Gli intervistatori, con i loro insulti, guadagnano qualcosa da André Ventura? No. Questo è forse l'aspetto più assurdo di tutta questa faccenda. Di intervista in intervista, tutti avrebbero dovuto ormai imparare che Ventura non si lascia intimidire dalla maleducazione ed è preparato alle trappole. Ci si aspetterebbe anche che sapessero un'altra cosa: che gli attacchi dell'intervistatore danno a Ventura un enorme vantaggio. Gli altri intervistati devono rispondere alle domande, altrimenti rischiano di apparire insensibili; a Ventura non resta che ribattere e vendicarsi con aggressioni e pietre.

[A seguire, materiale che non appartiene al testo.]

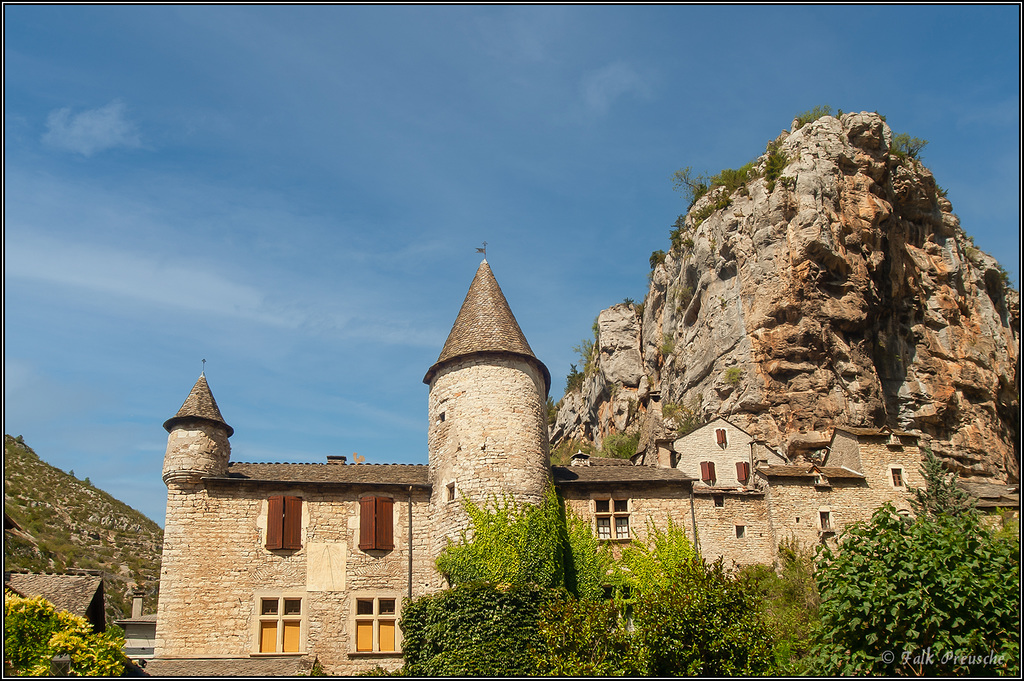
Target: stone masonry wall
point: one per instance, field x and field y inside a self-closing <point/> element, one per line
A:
<point x="487" y="435"/>
<point x="214" y="550"/>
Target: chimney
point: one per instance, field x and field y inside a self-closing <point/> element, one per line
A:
<point x="136" y="603"/>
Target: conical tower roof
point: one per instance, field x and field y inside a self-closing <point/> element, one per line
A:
<point x="199" y="405"/>
<point x="485" y="325"/>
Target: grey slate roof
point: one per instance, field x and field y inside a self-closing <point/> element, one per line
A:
<point x="484" y="325"/>
<point x="199" y="405"/>
<point x="213" y="668"/>
<point x="73" y="593"/>
<point x="399" y="474"/>
<point x="616" y="474"/>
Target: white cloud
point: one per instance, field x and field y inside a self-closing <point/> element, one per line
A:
<point x="601" y="87"/>
<point x="92" y="130"/>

Giornalisti e commentatori non se ne rendono conto? Le persone, pur non essendo stupide, si comportano come se lo fossero solo per due motivi: o quando non capiscono la situazione, o quando, capendola, la paura – la peggiore delle emozioni – le paralizza al punto da renderle incapaci di agire in modo intelligente. Il segreto dell'intervista ad André Ventura mi sembra stia qui: in presenza di Ventura, il giornalista e il commentatore sono persone spaventate. Ma non è Ventura a spaventarli. Sono gli altri: tutti coloro che l'intervistatore immagina lo stiano guardando, ascoltando o leggendo mentre intervista André Ventura. È la pressione di questa folla immaginaria che rende stupido l'intervistatore.
L'assedio che la sinistra e parte della destra hanno imposto ad André Ventura non ha dissuaso 1,5 milioni di portoghesi dal fare di Chega, in sei anni, il secondo partito parlamentare. Non si sono lasciati intimidire. Ma coloro che lottano per posti di lavoro, posizioni e preminenza nel sistema mediatico, sono rimasti terrorizzati. L'argomentazione secondo cui a Chega non si dovrebbe "dare una piattaforma" o che Chega non può essere "normalizzato" ha trasformato l'intervista ad André Ventura nell'esercizio di giornalismo più pericoloso in Portogallo. Di fronte a Ventura, l'intervistatore sa che tutti lo stanno osservando. Lascerà parlare Ventura? Lo tratterà come qualsiasi altro intervistato? Guai a lui: commetterà il crimine di "dargli una piattaforma" e "normalizzarlo". Pertanto, la preoccupazione principale dell'intervistatore, di fronte a Ventura, non è quella di farlo rispondere alle domande, ma di prendere le distanze da lui, di dimostrare di non avere nulla a che fare con lui, attraverso la tattica primitiva di affrontarlo e insultarlo.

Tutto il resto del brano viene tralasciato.